Qui sta la potenza dell’opera, musicale e letteraria. Sì, è straordinario e vivido il modo in cui rappresenta l’amore, le diverse nature dell’amore, la passione, l’irrinunciabilità, la follia. Ma quello che veramente la rende degna di essere è uno straordinario senso di attualità. Come non si possono vedere in quel “noi siamo gli stranieri, i clandestini” le masse di gente che ancora oggi invadono disperatamente i nostri paesi? Esattamente come a quell’epoca. Come non possono venire alla mente, di fronte al violento regime di polizia instaurato da Febo di Chateauperes, alcuni (fortunatamente rari) episodi della nostra cronaca nera quotidiana? E nella Esmeralda, l’oggettizzazione della donna, figura da proteggere, da possedere, da ingannare, mai da rispettare? E non si sono scritti forse fiumi di saggi su Quasimodo, uno dei rari diversabili protagonista di un’opera letteraria, rappresentato come creatura inumana e in realtà dotato di tutt’altra natura?

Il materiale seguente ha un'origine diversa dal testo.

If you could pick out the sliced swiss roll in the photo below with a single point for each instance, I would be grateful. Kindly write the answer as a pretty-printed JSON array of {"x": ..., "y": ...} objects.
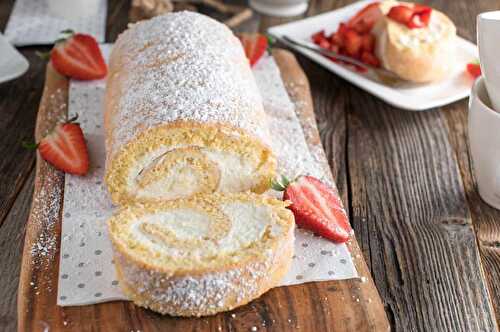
[
  {"x": 202, "y": 255},
  {"x": 183, "y": 113}
]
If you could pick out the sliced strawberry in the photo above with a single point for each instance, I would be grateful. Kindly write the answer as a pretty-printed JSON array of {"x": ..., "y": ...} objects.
[
  {"x": 368, "y": 44},
  {"x": 401, "y": 14},
  {"x": 318, "y": 37},
  {"x": 79, "y": 57},
  {"x": 324, "y": 44},
  {"x": 366, "y": 18},
  {"x": 65, "y": 148},
  {"x": 337, "y": 39},
  {"x": 334, "y": 48},
  {"x": 421, "y": 17},
  {"x": 352, "y": 43},
  {"x": 316, "y": 207},
  {"x": 255, "y": 45},
  {"x": 474, "y": 69},
  {"x": 370, "y": 59}
]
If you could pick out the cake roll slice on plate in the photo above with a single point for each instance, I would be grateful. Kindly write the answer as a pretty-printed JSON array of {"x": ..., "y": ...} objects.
[
  {"x": 202, "y": 255},
  {"x": 183, "y": 113}
]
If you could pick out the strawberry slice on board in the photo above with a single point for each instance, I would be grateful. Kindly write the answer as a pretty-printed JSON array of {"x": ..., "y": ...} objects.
[
  {"x": 78, "y": 56},
  {"x": 316, "y": 207},
  {"x": 65, "y": 148},
  {"x": 255, "y": 45},
  {"x": 365, "y": 19}
]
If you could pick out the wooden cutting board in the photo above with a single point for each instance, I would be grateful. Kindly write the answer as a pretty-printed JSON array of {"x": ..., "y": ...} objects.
[{"x": 348, "y": 305}]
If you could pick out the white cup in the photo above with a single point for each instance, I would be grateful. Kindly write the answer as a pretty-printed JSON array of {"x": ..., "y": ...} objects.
[
  {"x": 484, "y": 142},
  {"x": 73, "y": 9},
  {"x": 283, "y": 8},
  {"x": 488, "y": 42}
]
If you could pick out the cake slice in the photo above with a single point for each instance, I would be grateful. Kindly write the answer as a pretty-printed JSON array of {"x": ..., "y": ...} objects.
[
  {"x": 419, "y": 55},
  {"x": 202, "y": 255}
]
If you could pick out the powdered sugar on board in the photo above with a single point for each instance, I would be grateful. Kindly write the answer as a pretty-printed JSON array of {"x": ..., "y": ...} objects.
[{"x": 86, "y": 273}]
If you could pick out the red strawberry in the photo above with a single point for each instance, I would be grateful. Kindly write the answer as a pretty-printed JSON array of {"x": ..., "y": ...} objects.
[
  {"x": 255, "y": 45},
  {"x": 316, "y": 207},
  {"x": 318, "y": 37},
  {"x": 370, "y": 59},
  {"x": 401, "y": 14},
  {"x": 366, "y": 18},
  {"x": 421, "y": 17},
  {"x": 352, "y": 43},
  {"x": 65, "y": 148},
  {"x": 79, "y": 57},
  {"x": 474, "y": 69},
  {"x": 368, "y": 43},
  {"x": 324, "y": 44},
  {"x": 336, "y": 39}
]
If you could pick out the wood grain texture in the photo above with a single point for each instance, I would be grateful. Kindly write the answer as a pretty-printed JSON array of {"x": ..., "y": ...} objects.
[{"x": 408, "y": 192}]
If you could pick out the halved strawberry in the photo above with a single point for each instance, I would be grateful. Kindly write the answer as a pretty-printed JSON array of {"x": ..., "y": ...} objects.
[
  {"x": 366, "y": 18},
  {"x": 79, "y": 57},
  {"x": 65, "y": 148},
  {"x": 255, "y": 45},
  {"x": 474, "y": 69},
  {"x": 352, "y": 43},
  {"x": 401, "y": 14},
  {"x": 316, "y": 207}
]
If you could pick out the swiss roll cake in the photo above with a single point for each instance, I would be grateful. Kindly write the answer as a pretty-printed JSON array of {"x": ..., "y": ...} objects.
[
  {"x": 201, "y": 255},
  {"x": 183, "y": 114}
]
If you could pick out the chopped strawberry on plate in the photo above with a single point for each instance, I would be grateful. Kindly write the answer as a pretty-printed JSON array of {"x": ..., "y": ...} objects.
[
  {"x": 79, "y": 57},
  {"x": 255, "y": 45},
  {"x": 417, "y": 16},
  {"x": 474, "y": 69},
  {"x": 65, "y": 148},
  {"x": 316, "y": 207},
  {"x": 366, "y": 18}
]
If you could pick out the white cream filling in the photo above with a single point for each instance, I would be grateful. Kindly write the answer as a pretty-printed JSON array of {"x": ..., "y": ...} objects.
[
  {"x": 236, "y": 175},
  {"x": 248, "y": 222}
]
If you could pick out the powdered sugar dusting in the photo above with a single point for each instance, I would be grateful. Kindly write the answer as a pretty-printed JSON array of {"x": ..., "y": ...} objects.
[
  {"x": 182, "y": 66},
  {"x": 288, "y": 143},
  {"x": 86, "y": 275}
]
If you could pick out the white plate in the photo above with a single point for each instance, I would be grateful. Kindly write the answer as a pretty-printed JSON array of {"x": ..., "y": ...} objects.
[
  {"x": 412, "y": 97},
  {"x": 12, "y": 63}
]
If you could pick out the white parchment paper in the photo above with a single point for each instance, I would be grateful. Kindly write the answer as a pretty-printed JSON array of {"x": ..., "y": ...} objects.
[
  {"x": 32, "y": 23},
  {"x": 86, "y": 271}
]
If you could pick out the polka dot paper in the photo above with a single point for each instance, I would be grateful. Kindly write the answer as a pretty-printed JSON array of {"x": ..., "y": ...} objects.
[
  {"x": 33, "y": 23},
  {"x": 86, "y": 271}
]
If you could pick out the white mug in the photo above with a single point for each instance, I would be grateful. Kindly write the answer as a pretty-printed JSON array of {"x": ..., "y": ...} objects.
[
  {"x": 73, "y": 9},
  {"x": 488, "y": 42},
  {"x": 484, "y": 143},
  {"x": 283, "y": 8}
]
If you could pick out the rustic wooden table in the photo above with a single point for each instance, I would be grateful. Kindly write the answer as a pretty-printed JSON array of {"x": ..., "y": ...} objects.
[{"x": 432, "y": 245}]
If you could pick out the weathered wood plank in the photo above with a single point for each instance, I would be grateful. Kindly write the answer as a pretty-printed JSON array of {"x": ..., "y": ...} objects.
[
  {"x": 407, "y": 190},
  {"x": 485, "y": 218},
  {"x": 11, "y": 249}
]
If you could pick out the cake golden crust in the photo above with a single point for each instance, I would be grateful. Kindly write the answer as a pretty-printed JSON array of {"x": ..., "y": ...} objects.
[
  {"x": 180, "y": 83},
  {"x": 418, "y": 55},
  {"x": 212, "y": 279}
]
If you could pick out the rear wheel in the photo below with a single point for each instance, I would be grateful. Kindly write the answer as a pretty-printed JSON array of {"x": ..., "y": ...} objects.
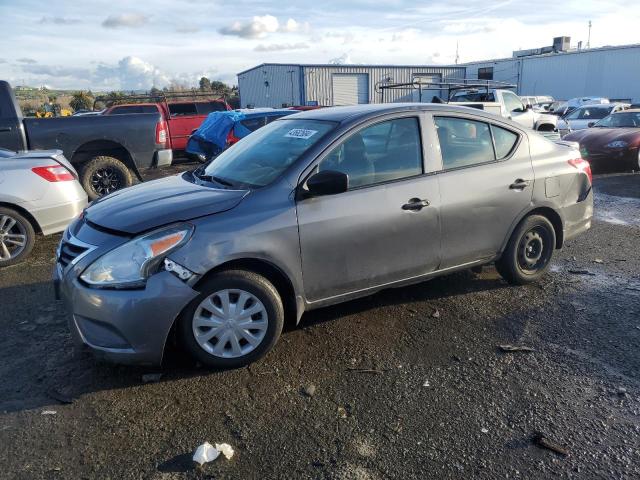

Questa sera vedrò cose straordinarie, che non mi sarei attesa. Interpreti eccezionali. Una tempistica e una gestualità perfette, riprodotte da dieci anni a questa parte sempre uguali a sé stesse, con fedeltà assoluta. Un’esecuzione canora da brividi, eccezionale, senza neppure una sbavatura. Una scenografia francescana, come la chiesa di Santa Croce che le fa da sfondo, ma ricca di sorprese, effetti speciali, piccole attenzioni, dettagli. Coreografie indicibili. Al termine, Cocciante in persona salirà sul palco per godere la parte di applausi a lui spettante. Ma quello che veramente ritroverò sarà tutta una gamma di colori, di sensazioni, di emozioni,  soprattutto di riflessioni. Quanto è difficile da trovare oggi, un’opera letteraria, cinematografica, musicale, televisiva che faccia genuinamente cultura! Che dia la possibilità di pensare! Stasera accadrà. Così si festeggiano dieci anni di amore. Ma ora silenzio. Le luci si spengono. Lo spettacolo comincia.